Michel*, un Mantais d’origine bretonne est conducteur de train sur le RER A depuis 1985. Il avait 24 ans : « Je sortais de l’armée, j’y suis entré un peu par hasard pour apprendre un métier. Aujourd’hui, il est syndiqué UNSA : À l’époque, on nous a dit on s’est battu pour vous, il faut continuer. Alors on continue », dit-il.

Non à la décote

Continuer jusqu’où ? Le gouvernement ne veut pas céder. Les grévistes y vont quand même bon gré mal gré, déterminés mais lucides : « On sait qu’on risque de se mettre les usagers à dos. Mais les gens ne veulent plus se battre. On le fait pour nous, pour sauver nos retraites mais aussi pour prouver aux gens qu’il faut se battre pour obtenir ce qu’on veut et protéger nos acquis. Les gens sont de plus en plus individualistes. C’est différent de 1995, c’est plus la même époque. Aujourd’hui, c’est chacun pour soi.
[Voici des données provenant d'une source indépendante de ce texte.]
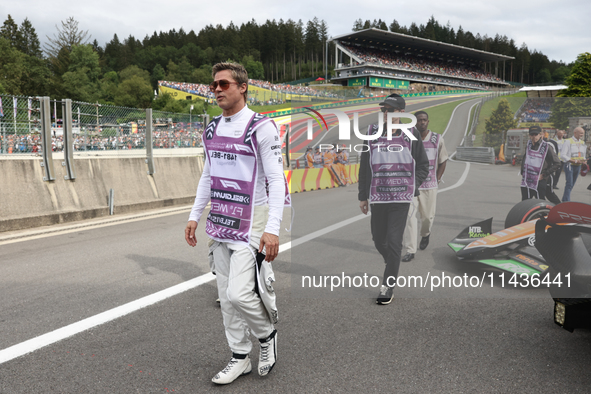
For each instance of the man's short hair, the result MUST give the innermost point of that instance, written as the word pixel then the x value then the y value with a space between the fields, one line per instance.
pixel 238 71
pixel 395 101
pixel 533 130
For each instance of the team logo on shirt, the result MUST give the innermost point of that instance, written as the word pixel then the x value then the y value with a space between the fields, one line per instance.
pixel 230 184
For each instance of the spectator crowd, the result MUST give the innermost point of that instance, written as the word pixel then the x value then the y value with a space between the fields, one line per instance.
pixel 405 61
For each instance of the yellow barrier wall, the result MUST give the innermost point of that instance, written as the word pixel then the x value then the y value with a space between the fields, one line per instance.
pixel 303 180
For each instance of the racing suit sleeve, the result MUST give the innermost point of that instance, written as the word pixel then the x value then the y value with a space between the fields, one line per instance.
pixel 272 165
pixel 364 177
pixel 421 161
pixel 552 163
pixel 203 194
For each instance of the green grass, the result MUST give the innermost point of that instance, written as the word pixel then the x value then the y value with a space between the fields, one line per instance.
pixel 439 115
pixel 515 101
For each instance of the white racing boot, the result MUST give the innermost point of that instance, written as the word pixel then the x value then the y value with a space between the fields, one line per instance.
pixel 235 368
pixel 268 354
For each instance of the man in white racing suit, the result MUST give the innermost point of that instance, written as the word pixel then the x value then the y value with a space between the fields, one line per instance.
pixel 241 153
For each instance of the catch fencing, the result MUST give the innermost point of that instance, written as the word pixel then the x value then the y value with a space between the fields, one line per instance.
pixel 95 127
pixel 41 126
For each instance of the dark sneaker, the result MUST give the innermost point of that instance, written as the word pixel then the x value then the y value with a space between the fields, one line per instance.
pixel 385 297
pixel 235 368
pixel 408 257
pixel 424 242
pixel 268 354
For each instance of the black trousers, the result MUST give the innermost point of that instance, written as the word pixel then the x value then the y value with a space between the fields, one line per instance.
pixel 387 229
pixel 531 193
pixel 557 175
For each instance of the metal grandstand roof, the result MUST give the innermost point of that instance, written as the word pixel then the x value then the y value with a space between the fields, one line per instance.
pixel 385 39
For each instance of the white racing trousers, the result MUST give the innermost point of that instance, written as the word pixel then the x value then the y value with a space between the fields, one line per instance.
pixel 242 309
pixel 423 205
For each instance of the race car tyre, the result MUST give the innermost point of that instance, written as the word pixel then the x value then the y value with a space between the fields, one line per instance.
pixel 527 210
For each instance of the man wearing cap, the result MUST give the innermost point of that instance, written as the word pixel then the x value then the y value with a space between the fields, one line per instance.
pixel 559 139
pixel 539 162
pixel 426 202
pixel 388 181
pixel 573 154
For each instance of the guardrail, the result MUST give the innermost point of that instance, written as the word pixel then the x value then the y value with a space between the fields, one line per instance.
pixel 480 155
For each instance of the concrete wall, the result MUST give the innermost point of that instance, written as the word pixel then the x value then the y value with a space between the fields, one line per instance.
pixel 27 201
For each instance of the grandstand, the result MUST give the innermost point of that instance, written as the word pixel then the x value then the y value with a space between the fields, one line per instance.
pixel 535 110
pixel 259 92
pixel 380 59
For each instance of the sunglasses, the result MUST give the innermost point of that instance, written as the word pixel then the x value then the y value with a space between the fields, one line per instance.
pixel 222 84
pixel 385 109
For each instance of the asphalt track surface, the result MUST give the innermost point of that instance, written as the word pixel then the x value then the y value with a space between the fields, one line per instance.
pixel 454 340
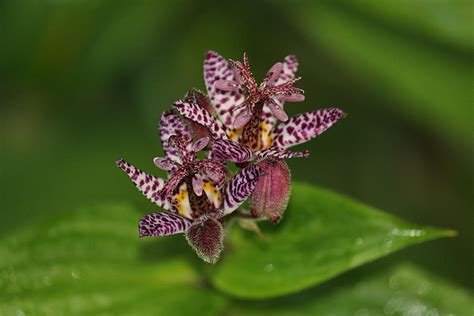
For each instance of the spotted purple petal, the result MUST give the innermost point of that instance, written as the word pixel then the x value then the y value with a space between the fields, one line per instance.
pixel 198 184
pixel 207 239
pixel 147 184
pixel 200 144
pixel 240 187
pixel 164 163
pixel 199 115
pixel 303 127
pixel 217 68
pixel 287 72
pixel 227 150
pixel 171 124
pixel 281 153
pixel 163 224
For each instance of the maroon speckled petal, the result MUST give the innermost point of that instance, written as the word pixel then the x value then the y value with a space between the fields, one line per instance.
pixel 227 150
pixel 217 68
pixel 280 153
pixel 303 127
pixel 162 224
pixel 199 115
pixel 147 184
pixel 171 124
pixel 240 187
pixel 287 72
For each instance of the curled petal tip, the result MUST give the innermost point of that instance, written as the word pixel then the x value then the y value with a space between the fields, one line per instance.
pixel 201 143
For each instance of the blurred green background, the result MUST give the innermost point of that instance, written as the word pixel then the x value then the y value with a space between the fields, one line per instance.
pixel 84 82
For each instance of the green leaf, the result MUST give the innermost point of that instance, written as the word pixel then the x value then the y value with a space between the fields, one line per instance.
pixel 92 262
pixel 322 235
pixel 403 290
pixel 425 81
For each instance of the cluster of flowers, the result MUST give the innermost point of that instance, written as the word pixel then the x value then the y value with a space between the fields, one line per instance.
pixel 235 123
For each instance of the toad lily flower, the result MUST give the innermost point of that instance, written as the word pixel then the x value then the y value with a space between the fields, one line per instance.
pixel 247 113
pixel 199 216
pixel 260 133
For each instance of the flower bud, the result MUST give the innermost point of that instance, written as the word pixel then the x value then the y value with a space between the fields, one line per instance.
pixel 272 192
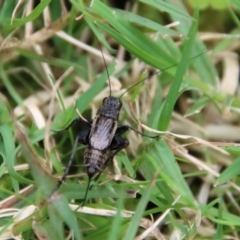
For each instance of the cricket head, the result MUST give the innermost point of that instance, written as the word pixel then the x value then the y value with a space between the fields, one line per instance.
pixel 111 107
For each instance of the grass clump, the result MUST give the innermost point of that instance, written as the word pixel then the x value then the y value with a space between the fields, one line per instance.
pixel 182 185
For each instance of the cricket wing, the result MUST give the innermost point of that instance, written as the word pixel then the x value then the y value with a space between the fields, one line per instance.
pixel 103 130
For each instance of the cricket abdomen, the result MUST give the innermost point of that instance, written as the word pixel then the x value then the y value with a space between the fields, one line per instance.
pixel 94 160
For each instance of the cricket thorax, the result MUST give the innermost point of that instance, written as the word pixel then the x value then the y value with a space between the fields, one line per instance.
pixel 110 107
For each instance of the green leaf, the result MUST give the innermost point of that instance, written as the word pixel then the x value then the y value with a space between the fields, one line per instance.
pixel 230 172
pixel 172 96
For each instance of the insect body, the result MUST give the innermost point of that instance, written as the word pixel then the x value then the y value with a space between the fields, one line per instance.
pixel 102 138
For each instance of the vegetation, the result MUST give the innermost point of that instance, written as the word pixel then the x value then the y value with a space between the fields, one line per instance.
pixel 182 185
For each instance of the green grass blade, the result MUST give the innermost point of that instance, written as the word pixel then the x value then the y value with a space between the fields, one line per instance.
pixel 173 94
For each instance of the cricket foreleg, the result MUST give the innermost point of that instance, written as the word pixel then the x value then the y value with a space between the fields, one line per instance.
pixel 82 138
pixel 79 120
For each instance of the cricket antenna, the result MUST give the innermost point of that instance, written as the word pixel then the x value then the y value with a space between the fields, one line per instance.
pixel 162 70
pixel 110 89
pixel 87 190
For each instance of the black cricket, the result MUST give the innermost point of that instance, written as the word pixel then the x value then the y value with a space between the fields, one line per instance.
pixel 102 137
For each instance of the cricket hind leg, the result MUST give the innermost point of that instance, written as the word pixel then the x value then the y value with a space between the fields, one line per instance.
pixel 82 138
pixel 116 146
pixel 121 129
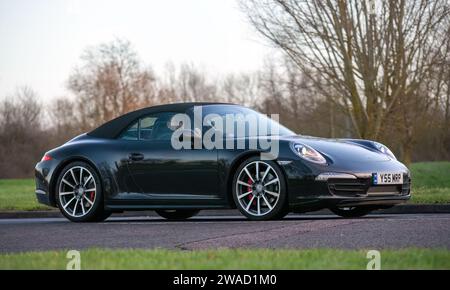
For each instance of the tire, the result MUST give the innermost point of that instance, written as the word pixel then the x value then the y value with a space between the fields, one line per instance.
pixel 351 212
pixel 79 194
pixel 259 192
pixel 177 214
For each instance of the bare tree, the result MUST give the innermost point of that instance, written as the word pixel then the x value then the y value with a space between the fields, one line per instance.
pixel 20 133
pixel 371 54
pixel 111 82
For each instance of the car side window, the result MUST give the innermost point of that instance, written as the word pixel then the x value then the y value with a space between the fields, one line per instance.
pixel 131 133
pixel 151 128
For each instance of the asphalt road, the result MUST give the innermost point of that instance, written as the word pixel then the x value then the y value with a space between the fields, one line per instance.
pixel 295 231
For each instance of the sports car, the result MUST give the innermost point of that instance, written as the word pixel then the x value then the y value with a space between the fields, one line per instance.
pixel 132 164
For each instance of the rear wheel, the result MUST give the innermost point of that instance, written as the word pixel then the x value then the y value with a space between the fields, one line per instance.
pixel 79 194
pixel 351 212
pixel 177 214
pixel 259 190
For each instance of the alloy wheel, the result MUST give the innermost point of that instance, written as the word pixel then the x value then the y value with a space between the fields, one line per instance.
pixel 77 191
pixel 258 188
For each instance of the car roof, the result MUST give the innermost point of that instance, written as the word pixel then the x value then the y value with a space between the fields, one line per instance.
pixel 113 128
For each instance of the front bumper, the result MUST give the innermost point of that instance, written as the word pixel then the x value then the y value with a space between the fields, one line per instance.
pixel 311 189
pixel 42 176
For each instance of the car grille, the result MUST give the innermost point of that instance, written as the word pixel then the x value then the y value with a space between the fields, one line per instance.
pixel 363 187
pixel 348 187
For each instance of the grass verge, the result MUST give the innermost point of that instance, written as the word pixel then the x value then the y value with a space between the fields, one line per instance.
pixel 222 259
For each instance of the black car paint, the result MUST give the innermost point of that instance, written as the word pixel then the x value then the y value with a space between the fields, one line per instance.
pixel 201 179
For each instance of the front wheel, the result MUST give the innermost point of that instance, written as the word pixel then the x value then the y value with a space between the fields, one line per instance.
pixel 259 190
pixel 351 212
pixel 177 214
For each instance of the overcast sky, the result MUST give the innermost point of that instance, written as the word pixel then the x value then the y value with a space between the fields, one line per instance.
pixel 41 40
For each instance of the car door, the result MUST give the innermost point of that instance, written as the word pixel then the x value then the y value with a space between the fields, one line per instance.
pixel 160 171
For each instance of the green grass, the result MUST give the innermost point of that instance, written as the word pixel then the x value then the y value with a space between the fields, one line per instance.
pixel 254 259
pixel 431 184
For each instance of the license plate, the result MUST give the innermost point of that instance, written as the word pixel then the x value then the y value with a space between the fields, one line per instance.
pixel 387 178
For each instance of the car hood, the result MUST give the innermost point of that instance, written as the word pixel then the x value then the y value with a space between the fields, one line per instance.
pixel 340 150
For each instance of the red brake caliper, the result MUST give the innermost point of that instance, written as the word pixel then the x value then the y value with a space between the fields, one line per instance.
pixel 250 196
pixel 92 196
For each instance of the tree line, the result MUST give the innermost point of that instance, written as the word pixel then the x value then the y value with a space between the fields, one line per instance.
pixel 378 70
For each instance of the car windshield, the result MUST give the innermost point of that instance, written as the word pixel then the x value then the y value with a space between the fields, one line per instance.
pixel 256 124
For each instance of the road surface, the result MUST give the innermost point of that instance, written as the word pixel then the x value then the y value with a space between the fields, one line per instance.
pixel 210 232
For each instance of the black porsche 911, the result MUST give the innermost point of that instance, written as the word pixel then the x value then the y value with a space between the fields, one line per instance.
pixel 131 163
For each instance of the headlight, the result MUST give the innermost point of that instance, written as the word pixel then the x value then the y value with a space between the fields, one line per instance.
pixel 383 149
pixel 308 153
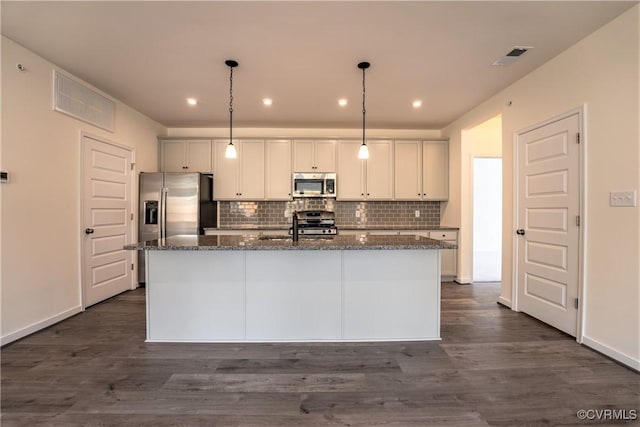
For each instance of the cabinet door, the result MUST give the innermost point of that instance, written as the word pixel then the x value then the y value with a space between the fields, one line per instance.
pixel 172 156
pixel 435 170
pixel 350 171
pixel 251 155
pixel 198 154
pixel 278 169
pixel 303 156
pixel 380 170
pixel 225 173
pixel 325 155
pixel 408 170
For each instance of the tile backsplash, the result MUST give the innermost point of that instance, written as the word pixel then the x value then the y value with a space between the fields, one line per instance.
pixel 370 213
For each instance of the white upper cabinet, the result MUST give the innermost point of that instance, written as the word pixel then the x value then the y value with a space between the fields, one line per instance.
pixel 314 155
pixel 278 169
pixel 421 170
pixel 241 178
pixel 435 170
pixel 370 179
pixel 350 175
pixel 380 170
pixel 185 155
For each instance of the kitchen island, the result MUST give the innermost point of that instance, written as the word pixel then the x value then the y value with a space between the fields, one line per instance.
pixel 254 288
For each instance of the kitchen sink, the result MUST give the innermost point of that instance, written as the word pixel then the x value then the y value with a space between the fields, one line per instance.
pixel 275 237
pixel 289 238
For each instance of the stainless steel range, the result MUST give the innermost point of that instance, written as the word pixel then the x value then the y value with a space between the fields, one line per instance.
pixel 316 222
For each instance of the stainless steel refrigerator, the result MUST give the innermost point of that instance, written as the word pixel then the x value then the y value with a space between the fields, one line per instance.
pixel 174 204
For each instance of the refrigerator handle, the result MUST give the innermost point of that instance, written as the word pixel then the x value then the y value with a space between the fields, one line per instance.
pixel 162 228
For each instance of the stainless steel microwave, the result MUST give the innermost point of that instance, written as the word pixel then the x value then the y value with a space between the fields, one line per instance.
pixel 314 184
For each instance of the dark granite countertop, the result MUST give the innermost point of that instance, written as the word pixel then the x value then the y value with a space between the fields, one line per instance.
pixel 363 228
pixel 256 242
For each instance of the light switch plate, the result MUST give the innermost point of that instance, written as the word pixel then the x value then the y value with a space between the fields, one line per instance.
pixel 623 198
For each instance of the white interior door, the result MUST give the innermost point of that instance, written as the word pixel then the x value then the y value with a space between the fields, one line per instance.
pixel 547 223
pixel 487 219
pixel 106 218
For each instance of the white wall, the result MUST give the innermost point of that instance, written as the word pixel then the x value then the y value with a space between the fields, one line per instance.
pixel 483 139
pixel 302 133
pixel 602 72
pixel 40 220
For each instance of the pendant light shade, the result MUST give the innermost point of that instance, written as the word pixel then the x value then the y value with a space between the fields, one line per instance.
pixel 230 152
pixel 363 153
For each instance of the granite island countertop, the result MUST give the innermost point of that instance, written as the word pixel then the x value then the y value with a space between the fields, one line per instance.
pixel 363 228
pixel 256 241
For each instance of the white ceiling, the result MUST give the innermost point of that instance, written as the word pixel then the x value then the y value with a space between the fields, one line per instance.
pixel 152 55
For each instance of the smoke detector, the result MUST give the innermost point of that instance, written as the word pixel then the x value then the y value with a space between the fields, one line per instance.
pixel 513 55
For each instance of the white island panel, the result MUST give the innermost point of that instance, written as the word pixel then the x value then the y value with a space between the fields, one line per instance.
pixel 195 295
pixel 391 294
pixel 293 295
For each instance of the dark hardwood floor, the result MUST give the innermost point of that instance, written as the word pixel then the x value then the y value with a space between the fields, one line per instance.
pixel 493 367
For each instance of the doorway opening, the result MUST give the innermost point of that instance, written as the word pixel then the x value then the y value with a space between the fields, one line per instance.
pixel 487 219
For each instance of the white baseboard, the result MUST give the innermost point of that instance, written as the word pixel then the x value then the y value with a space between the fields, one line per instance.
pixel 612 353
pixel 35 327
pixel 504 301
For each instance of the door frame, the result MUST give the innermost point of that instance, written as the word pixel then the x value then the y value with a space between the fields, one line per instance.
pixel 581 112
pixel 132 223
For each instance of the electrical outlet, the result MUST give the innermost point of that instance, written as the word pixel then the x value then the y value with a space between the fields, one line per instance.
pixel 623 198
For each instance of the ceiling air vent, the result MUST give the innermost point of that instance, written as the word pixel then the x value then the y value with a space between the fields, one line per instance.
pixel 76 100
pixel 510 57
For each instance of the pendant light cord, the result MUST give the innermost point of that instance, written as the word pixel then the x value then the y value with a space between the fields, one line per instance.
pixel 231 105
pixel 364 110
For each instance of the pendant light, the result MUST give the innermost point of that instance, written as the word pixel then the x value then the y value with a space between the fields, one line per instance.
pixel 230 152
pixel 363 153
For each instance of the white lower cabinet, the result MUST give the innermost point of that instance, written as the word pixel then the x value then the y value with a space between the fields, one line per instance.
pixel 283 295
pixel 448 257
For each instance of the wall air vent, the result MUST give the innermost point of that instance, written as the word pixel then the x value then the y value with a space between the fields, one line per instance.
pixel 510 57
pixel 76 100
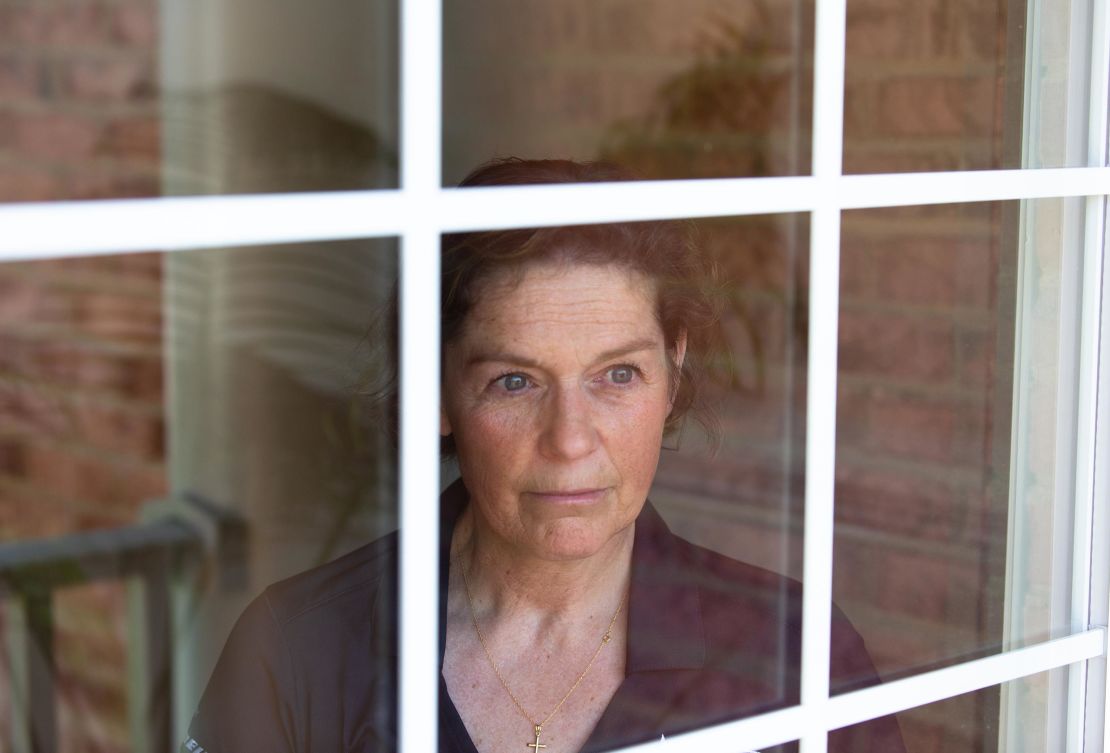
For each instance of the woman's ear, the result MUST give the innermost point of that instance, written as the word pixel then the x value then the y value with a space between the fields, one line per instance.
pixel 679 355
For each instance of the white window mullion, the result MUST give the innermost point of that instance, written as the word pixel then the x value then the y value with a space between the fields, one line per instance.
pixel 858 706
pixel 419 666
pixel 67 229
pixel 821 370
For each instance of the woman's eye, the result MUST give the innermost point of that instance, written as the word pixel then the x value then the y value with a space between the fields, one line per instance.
pixel 514 382
pixel 622 374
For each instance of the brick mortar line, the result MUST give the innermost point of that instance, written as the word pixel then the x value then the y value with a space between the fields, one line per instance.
pixel 106 110
pixel 902 623
pixel 122 285
pixel 68 503
pixel 965 551
pixel 931 390
pixel 871 224
pixel 63 167
pixel 74 394
pixel 859 69
pixel 956 478
pixel 975 319
pixel 112 460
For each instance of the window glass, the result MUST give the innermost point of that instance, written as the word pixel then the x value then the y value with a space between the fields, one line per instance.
pixel 954 459
pixel 234 391
pixel 972 723
pixel 697 90
pixel 138 98
pixel 965 86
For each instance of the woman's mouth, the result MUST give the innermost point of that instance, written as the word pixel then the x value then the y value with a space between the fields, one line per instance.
pixel 569 495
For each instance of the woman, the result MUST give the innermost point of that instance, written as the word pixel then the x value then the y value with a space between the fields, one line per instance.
pixel 572 618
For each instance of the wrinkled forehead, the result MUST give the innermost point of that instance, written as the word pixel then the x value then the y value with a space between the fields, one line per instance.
pixel 567 291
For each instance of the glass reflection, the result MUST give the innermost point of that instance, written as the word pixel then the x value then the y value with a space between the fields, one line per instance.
pixel 139 99
pixel 698 90
pixel 1025 715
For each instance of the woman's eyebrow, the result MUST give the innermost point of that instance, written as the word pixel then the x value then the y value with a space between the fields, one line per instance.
pixel 505 357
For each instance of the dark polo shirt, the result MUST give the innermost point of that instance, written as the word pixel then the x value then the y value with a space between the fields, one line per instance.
pixel 312 663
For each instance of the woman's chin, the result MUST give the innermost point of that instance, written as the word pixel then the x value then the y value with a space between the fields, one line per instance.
pixel 566 540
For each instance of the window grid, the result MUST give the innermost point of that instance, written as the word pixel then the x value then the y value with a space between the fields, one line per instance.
pixel 62 229
pixel 421 210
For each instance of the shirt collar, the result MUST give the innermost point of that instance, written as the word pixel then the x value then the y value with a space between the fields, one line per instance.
pixel 665 625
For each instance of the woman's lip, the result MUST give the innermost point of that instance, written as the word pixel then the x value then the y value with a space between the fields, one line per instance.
pixel 569 495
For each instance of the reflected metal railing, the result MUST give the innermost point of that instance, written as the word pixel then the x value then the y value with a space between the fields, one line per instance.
pixel 148 558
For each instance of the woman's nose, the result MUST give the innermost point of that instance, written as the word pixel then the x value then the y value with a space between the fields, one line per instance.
pixel 568 431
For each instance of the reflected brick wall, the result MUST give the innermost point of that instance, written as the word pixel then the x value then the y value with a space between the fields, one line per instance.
pixel 81 415
pixel 705 88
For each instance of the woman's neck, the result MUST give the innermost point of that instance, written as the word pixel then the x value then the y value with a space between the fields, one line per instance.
pixel 512 583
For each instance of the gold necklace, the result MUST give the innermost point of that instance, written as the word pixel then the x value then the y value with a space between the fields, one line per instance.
pixel 538 726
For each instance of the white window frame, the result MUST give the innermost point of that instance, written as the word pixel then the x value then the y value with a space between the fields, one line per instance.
pixel 421 210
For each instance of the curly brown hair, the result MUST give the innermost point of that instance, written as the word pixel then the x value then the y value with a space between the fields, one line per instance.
pixel 665 251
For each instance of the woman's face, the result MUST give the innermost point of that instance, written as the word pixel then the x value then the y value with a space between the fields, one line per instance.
pixel 556 392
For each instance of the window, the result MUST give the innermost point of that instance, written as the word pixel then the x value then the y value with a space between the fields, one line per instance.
pixel 982 246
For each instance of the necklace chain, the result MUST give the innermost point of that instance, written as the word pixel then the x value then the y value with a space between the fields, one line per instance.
pixel 538 725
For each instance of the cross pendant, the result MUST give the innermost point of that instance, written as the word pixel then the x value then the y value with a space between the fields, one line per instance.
pixel 535 746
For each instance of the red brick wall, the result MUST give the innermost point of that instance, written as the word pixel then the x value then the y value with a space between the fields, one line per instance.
pixel 676 90
pixel 81 415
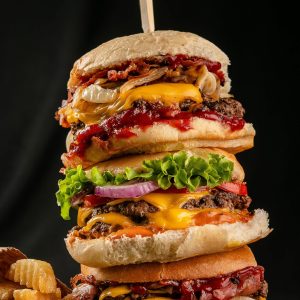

Nous, on pense encore collectif », continue-t-il.

Il supporte mal que les usagers, les politiques, les médias fassent passer les cheminots pour des « fainéants, des nantis » . Quid des privilèges ? Tout au plus « quelques compensations » selon lui, pour pallier aux difficultés du métier notamment les astreintes : « Quand les gens seront en famille à Noël, et bien moi je serai dans mon train » , dit-il. Et pour cela il gagne 2400 euros net par mois primes comprises. Et se pose une question : « Est-ce nous qui gagnions trop ou les autres pas assez ? » Que veut-il protéger ? La réforme dite des régimes spéciaux prévoit d’allonger les années de travail de 37,5 à 40 ans. Mais ce n’est pas ce qui le gêne le plus. Ce qu’il refuse, c’est la décote.

Sur un même pied d’égalité

Cette fameuse décote, certains l’acceptent. C’est le cas de Denis*, guichetier sur la ligne Mantes-Saint-Lazare via Conflans. Il est non gréviste. Il n’a pas peur des pressions mais préfère quand même garder l’anonymat. Il est pour la réforme des régimes spéciaux et estime normal que tout le monde « soit sur le même pied d’égalité ». Pour lui, les usagers ne suivront pas cette année, c’est une question d’époque, « c’est plus pareil ».

Des usagers plus vindicatifs

Depuis la présidentielle, Michel sent les usagers beaucoup plus vindicatifs à son égard. Il sait aussi qu’ils jouent très gros sur ce coup-là. Mais il tente encore une fois de convaincre. Et il se lève tous les matins, un jour de grève, c’est comme un jour de travail : debout 4 h du matin pour aller au dépôt de Nanterre et démarrer l’assemblée générale avant de partir faire le piquet de grève toute la journée. Mais mercredi dernier, Michel n’a pas pu aller aux manifestations de Paris. Ironie du sort, il n’y avait pas de train.

* Pour préserver l’anonymat, les prénoms ont été changés.